Dignity in general and in American constitutional law


This week The Nation published my essay on the origins and trajectory of human dignity, in which I engage absorbing and accomplished books by Michael Rosen and Jeremy Waldron.

As usual, my inquiry is into the surprising belatedness of the discovery of dignity as foundational principle — as Jürgen Habermas acknowledged in his own belated turn to the topic, even within the era of his liberal Kantianism, human rights had not required allusion to dignity until the mid-1940s, in any systematic way. Even after 1945 and 1948 and 1949, when dignity was announced as a leading concept in the United Nations Charter, the Universal Declaration of Human Rights, and the German Basic Law, it doesn’t appear that it mattered much to anyone — except, as I observe in the piece, to Christian Democrats and cold warriors. Its currency now is thus something of a puzzle. And one can extend Habermas’s point to the current revival of neo-Kantian normativity in American and now world philosophy, which long ago engulfed Habermas himself of course. It is as if what transpired in real history has repeated itself (whether as farce or not I leave up to you) within the philosophical guild, as dignity was inserted in a second step in systems that had not apparently required it or not originally emphasized it. (The career of Ronald Dworkin, culminating in the extraordinary centrality of dignity in Justice for Hedghogs, is another case in point.)

Of course, to describe things this way is not to explain them. In his own provocative new book The Endtimes of Human Rights, Stephen Hopgood makes this arresting observation: “The increasing use by advocates of the language of ‘dignity’ to anchor human rights can be understood as an attempt to hold ground in the face of eroding authority.” I offer in my essay a further proposed reason for the currency of dignity: it succeeds other more controversial and divisive ideals. None of this is to deny the potential importance of human dignity as a normative precept. But the trouble is that no one owns it. And I am skeptical that it will serve progressive causes well.

Since the review was written last spring, I only had a chance to put a brief allusion to the U.S. Supreme Court decision in United States v. Windsor, which struck down the Defense of Marriage Act as unconstitutional. Some have celebrated the decision as a breakthrough for a long-term anticaste or antisubordination principle for which dignity uncomplicatedly stands in American politics and law. I seriously doubt this is right as a historical matter. Even if it were right, it would have to explain how that long-run continuity coexists with the increasing invocation of dignity in courts, including in the United States, as Reva Siegel and otherexcellent scholars have shown. But leaving history aside, more important is that the text of the Windsor decision itself, by the famously slippery Anthony Kennedy, gives little cause for optimism about the coherence of the concept in current law.

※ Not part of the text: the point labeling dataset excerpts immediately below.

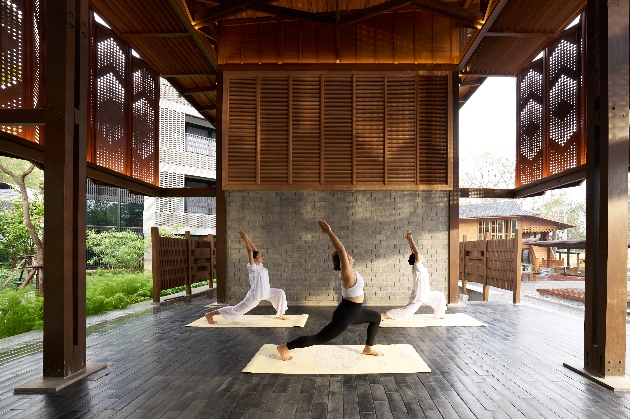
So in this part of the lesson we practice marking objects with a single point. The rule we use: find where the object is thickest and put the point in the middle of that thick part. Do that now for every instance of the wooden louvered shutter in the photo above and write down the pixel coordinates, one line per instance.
(306, 129)
(274, 128)
(338, 129)
(242, 130)
(433, 130)
(369, 117)
(401, 129)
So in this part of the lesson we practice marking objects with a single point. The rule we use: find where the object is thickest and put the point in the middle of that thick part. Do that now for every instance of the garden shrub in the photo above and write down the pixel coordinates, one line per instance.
(116, 249)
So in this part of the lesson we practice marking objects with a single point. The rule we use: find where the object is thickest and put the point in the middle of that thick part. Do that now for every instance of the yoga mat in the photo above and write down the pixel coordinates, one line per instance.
(338, 359)
(427, 320)
(249, 320)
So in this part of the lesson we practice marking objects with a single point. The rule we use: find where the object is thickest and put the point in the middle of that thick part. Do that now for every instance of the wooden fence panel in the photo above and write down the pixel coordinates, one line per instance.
(494, 263)
(181, 262)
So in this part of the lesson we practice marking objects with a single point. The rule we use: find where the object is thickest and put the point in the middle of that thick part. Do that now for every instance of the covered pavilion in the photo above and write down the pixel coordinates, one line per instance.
(343, 110)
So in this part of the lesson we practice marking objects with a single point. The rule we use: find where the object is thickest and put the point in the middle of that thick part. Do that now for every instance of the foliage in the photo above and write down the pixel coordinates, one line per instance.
(487, 170)
(33, 181)
(110, 291)
(116, 249)
(20, 311)
(15, 239)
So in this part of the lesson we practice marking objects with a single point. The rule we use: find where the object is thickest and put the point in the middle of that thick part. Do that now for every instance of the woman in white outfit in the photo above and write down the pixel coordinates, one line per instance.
(260, 289)
(421, 293)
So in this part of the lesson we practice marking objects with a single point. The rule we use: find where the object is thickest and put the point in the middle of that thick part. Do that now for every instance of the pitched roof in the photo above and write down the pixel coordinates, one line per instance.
(508, 208)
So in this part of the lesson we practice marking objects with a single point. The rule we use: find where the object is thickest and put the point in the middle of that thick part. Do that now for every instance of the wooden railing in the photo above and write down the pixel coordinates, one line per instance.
(494, 263)
(181, 262)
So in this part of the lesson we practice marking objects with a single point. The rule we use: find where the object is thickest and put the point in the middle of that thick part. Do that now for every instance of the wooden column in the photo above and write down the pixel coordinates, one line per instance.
(64, 185)
(453, 230)
(221, 228)
(606, 187)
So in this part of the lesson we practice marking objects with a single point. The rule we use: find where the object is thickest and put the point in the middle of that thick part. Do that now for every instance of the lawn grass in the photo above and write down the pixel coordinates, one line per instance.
(22, 310)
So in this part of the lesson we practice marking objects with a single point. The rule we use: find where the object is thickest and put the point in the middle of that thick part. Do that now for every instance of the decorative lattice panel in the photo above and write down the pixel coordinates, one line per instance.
(529, 160)
(433, 128)
(242, 130)
(274, 129)
(551, 135)
(21, 65)
(144, 121)
(306, 129)
(401, 129)
(338, 129)
(565, 136)
(369, 121)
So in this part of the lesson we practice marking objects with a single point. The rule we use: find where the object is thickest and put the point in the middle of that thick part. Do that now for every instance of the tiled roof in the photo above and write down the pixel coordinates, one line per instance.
(508, 208)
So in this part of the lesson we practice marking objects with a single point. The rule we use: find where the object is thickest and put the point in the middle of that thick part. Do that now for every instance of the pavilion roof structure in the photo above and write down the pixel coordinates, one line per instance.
(180, 38)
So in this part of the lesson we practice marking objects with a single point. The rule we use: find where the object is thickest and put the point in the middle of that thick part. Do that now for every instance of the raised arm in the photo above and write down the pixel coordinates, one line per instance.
(412, 245)
(249, 245)
(348, 279)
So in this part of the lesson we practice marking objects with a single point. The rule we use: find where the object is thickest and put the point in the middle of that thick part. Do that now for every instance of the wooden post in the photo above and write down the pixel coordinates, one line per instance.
(155, 263)
(518, 249)
(188, 261)
(607, 94)
(465, 267)
(66, 76)
(486, 287)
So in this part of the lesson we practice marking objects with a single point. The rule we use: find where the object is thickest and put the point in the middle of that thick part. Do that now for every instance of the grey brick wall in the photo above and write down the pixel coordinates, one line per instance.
(370, 224)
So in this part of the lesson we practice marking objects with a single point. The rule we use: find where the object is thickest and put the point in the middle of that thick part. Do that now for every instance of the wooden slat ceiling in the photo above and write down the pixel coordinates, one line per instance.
(180, 39)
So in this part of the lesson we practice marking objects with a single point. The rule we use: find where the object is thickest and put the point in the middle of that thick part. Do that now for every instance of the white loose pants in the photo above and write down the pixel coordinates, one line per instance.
(436, 300)
(276, 297)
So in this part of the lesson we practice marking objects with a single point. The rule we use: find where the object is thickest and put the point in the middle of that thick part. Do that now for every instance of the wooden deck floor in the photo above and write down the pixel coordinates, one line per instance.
(158, 368)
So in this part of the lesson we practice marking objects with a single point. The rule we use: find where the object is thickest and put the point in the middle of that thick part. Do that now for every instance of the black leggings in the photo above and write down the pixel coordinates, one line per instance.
(346, 314)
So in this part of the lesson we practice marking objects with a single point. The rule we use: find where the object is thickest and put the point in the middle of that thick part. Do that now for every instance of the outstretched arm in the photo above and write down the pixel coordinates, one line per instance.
(249, 245)
(347, 277)
(412, 245)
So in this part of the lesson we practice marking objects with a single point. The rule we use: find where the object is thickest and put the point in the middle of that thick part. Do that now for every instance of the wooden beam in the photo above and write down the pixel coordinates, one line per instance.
(468, 17)
(288, 12)
(225, 10)
(563, 179)
(20, 148)
(22, 117)
(201, 89)
(521, 34)
(368, 12)
(157, 35)
(472, 46)
(184, 18)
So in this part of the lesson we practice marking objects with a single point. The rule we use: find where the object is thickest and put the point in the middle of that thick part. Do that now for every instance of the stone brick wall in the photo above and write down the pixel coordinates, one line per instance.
(370, 224)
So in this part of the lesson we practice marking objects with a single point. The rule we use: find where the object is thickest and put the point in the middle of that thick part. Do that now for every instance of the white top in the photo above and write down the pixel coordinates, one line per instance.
(420, 292)
(259, 282)
(355, 290)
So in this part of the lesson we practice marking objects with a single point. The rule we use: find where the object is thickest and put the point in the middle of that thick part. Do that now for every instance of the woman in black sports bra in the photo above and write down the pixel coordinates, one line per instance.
(349, 311)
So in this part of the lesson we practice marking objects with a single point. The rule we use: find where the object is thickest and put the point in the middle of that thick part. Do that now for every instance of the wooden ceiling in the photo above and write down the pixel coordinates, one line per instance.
(180, 38)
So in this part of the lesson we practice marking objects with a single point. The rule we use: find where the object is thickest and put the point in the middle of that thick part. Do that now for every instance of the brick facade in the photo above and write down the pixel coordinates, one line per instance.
(370, 224)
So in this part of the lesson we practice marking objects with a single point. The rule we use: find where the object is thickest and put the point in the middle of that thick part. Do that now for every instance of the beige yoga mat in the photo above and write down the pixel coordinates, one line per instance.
(338, 359)
(249, 320)
(427, 320)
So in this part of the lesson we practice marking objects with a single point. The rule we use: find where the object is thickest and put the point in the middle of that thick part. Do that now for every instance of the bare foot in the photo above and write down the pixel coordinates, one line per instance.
(284, 352)
(209, 316)
(369, 350)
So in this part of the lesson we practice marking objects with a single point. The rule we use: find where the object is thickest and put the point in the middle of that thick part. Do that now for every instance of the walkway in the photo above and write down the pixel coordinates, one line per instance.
(158, 368)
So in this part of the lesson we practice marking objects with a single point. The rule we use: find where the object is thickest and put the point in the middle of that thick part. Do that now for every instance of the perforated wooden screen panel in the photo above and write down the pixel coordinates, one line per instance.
(337, 130)
(565, 142)
(551, 136)
(21, 41)
(529, 157)
(125, 94)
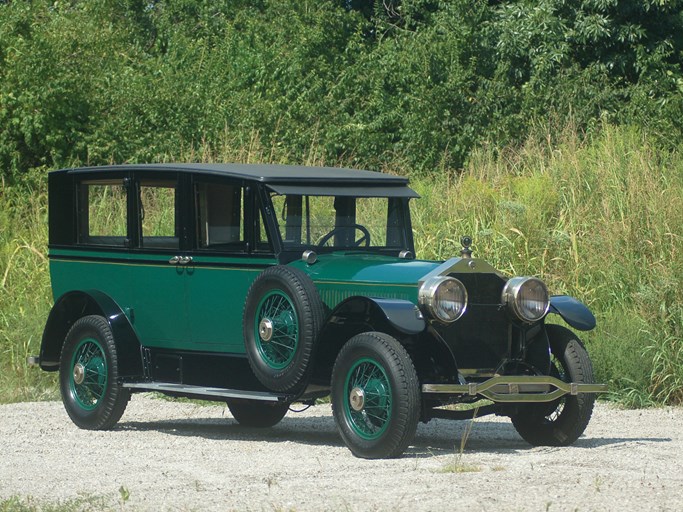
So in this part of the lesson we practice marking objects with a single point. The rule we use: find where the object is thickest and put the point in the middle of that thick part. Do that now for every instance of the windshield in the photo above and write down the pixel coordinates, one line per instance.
(334, 223)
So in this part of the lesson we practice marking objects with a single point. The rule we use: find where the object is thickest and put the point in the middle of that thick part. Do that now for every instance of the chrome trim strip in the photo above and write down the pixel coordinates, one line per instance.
(514, 388)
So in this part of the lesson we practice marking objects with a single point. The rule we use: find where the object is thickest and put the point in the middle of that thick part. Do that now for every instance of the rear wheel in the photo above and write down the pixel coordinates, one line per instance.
(91, 393)
(561, 422)
(375, 396)
(257, 414)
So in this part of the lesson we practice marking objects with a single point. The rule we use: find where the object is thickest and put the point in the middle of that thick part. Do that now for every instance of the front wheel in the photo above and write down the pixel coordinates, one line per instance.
(375, 396)
(88, 375)
(561, 422)
(255, 414)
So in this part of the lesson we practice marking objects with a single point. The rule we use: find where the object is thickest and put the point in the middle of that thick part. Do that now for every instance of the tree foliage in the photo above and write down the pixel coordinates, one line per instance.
(421, 82)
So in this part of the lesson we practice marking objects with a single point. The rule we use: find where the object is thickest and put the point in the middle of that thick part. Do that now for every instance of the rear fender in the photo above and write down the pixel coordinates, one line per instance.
(572, 311)
(76, 304)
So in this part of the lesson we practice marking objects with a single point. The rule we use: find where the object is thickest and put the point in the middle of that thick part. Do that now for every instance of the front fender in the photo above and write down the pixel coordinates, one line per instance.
(573, 311)
(76, 304)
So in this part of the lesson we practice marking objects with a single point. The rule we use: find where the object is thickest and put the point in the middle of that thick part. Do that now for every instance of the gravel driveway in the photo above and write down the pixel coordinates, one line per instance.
(181, 456)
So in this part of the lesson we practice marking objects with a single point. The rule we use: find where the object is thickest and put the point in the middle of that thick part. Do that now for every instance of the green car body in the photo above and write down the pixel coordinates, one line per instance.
(265, 285)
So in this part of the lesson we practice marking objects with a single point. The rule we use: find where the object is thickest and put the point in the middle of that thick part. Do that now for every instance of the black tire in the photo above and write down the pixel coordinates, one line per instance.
(375, 396)
(282, 317)
(256, 414)
(88, 375)
(561, 422)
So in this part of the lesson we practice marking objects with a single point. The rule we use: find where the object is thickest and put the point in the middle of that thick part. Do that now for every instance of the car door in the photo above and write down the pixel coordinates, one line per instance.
(159, 258)
(231, 248)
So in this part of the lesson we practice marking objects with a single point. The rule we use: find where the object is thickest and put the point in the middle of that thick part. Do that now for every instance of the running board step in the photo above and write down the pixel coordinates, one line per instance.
(185, 389)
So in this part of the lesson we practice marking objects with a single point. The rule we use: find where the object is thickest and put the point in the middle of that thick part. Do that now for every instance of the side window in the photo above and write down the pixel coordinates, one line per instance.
(159, 215)
(263, 243)
(219, 212)
(102, 213)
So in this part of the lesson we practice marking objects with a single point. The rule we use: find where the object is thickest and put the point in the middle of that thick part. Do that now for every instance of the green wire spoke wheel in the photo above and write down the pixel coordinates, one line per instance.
(88, 375)
(369, 403)
(375, 396)
(276, 330)
(282, 317)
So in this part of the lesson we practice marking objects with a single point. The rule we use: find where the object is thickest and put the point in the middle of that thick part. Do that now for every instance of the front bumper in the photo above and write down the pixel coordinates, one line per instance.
(515, 389)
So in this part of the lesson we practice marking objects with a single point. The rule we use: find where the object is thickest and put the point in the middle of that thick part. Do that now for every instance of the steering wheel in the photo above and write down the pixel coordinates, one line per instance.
(357, 243)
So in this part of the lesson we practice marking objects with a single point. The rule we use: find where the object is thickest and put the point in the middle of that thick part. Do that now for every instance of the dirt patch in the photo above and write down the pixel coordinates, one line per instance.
(181, 456)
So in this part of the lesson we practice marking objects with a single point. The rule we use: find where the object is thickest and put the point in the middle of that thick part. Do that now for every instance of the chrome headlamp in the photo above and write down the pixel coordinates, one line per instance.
(527, 297)
(444, 298)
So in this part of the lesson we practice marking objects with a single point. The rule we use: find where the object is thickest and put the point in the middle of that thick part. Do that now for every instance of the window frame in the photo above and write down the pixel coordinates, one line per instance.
(80, 208)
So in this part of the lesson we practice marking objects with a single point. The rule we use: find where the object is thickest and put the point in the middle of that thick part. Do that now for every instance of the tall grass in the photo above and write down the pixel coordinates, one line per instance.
(598, 219)
(25, 297)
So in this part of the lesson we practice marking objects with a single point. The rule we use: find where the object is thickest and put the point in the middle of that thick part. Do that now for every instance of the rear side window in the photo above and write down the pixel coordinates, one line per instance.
(220, 222)
(103, 213)
(159, 214)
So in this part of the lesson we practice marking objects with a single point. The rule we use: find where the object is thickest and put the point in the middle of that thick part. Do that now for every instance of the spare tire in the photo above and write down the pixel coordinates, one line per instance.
(281, 321)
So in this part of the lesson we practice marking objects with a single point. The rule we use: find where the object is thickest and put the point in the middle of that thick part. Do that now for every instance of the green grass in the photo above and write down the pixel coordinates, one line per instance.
(598, 219)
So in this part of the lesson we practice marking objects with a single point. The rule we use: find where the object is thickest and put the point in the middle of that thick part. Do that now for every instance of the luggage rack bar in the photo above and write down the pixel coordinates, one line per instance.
(516, 388)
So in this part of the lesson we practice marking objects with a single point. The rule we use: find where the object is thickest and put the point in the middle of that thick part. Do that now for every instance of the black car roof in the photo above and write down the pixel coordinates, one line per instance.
(283, 179)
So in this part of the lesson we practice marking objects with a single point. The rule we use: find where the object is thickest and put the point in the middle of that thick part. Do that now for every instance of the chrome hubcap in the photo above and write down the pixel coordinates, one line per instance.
(79, 373)
(357, 399)
(266, 329)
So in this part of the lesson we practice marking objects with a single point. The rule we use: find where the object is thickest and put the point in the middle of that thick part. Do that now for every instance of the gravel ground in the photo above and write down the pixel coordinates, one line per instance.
(182, 456)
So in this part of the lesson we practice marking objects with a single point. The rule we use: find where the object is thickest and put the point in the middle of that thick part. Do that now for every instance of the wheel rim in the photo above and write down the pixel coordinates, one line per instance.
(88, 378)
(368, 399)
(276, 330)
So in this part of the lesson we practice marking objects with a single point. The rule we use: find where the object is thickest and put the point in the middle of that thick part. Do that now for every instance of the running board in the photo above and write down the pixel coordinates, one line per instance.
(508, 388)
(185, 389)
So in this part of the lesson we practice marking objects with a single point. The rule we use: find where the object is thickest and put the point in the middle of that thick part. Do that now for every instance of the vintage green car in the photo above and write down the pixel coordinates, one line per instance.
(263, 285)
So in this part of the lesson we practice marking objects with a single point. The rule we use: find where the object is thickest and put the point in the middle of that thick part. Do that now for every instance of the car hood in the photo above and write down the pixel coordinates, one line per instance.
(365, 268)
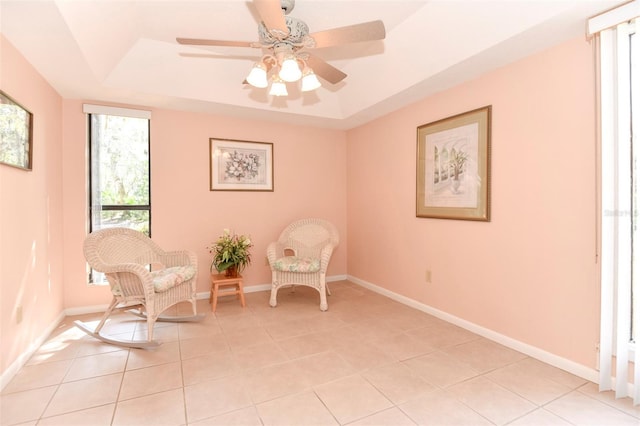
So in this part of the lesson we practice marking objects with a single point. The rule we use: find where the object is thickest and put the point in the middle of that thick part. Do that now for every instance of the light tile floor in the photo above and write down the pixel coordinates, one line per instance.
(366, 361)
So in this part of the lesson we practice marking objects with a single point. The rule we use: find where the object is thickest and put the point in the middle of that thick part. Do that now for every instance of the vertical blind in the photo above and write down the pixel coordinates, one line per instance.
(612, 31)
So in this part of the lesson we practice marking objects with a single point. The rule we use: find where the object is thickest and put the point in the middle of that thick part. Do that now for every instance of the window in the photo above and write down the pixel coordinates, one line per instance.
(618, 53)
(119, 173)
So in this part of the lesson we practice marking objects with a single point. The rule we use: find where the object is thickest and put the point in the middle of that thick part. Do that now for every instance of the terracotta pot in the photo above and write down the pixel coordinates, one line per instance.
(231, 271)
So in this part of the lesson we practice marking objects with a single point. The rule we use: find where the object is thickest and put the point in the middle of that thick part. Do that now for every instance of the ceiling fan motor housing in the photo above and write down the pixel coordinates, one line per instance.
(298, 30)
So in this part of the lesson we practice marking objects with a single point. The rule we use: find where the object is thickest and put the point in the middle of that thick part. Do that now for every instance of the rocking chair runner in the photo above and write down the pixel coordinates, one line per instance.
(301, 257)
(141, 275)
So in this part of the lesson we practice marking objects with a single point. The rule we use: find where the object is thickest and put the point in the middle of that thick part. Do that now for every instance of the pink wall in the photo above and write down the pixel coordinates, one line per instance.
(530, 273)
(310, 171)
(30, 215)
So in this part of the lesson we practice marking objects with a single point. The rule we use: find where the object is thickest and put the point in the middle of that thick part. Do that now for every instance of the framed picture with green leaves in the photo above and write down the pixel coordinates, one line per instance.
(453, 171)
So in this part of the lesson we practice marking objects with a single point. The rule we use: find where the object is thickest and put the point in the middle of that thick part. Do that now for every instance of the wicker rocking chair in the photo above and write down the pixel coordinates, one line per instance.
(142, 276)
(301, 257)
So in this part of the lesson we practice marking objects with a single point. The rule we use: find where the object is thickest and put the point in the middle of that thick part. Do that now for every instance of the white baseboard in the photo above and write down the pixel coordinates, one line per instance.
(534, 352)
(16, 365)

It is simply wrong to assert that Kennedy relied heavily, let alone primarily, on individual human dignity in the opinion. Actually he seems to have crafted a very idiosyncratic approach in which what is “dignified” is marriages recognized in law — a strikingly positivist conception. Indeed, defenders of dignity as a foundation for legal rules should quail at Kennedy’s statement that what matters is not so much individual’s private choice to enter a same-sex marriage but rather the fact that in some places (but not others) this relationship has now been “deemed by the State worthy of dignity in the community equal with all other marriages.” Or, as he puts it on the next page, what matters is “the equal dignity of same-sex marriages, a dignity conferred by the States.” What is being protected here in the name of dignity is hardly the rights of individuals but the autonomy of states. (And as I note in the review, the day before, in striking down a key part of the Voting Rights Act in Shelby County v. Holder, the dignity of the states of the union is the principle that Chief Justice John Roberts cited, in an opinion that Kennedy joined.)

There is an obvious explanation for Kennedy’s approach to marriage: the opinion strikes down a federal statute, but Kennedy wanted to avoid going further and making gay marriage a federal right. The argument that dignity attaches not so much or not primarily to individual and their autonomous choices but to forms of union states have legislatively recognized — thus making them immune to interference by federal law — is clearly a means to an end.

So the fact that dignity figures in Windsor, at least in most of its mentions, in non-individualist and positivist form is a sign that its place in American constitutional law is pretty superficial, not deep. This is not to say that individual human dignity hasn’t served as an important constitutional value in the (recent) past, but it is to say that its headway so far is minimal, and non-existent in areas in which it might seem to count, like the constitutional law governing criminal punishment or the constitutional law governing the economic system. (If I were an advocate of making claims in terms of human dignity, poverty and inequality would provide good places to start.) More important, to adapt a claim in my Nation piece, when the United States was doing relatively better in these latter areas — when it briefly banned the death penalty, for example, or when it came close to constitutionalizing economic and social rights — dignity was nowhere to be found.

What does this tell us?

Those who want an appraisal of the lay of the land, which has become bitterly disputed almost overnight, should ask their libraries to buy a copy of Chris McCrudden’s new edited volume on human dignity, which includes many of the above figures, alongside some of my research on the Irish Constitution of 1937, and investigates how dignity applies to various policy domains over many hundreds of pages.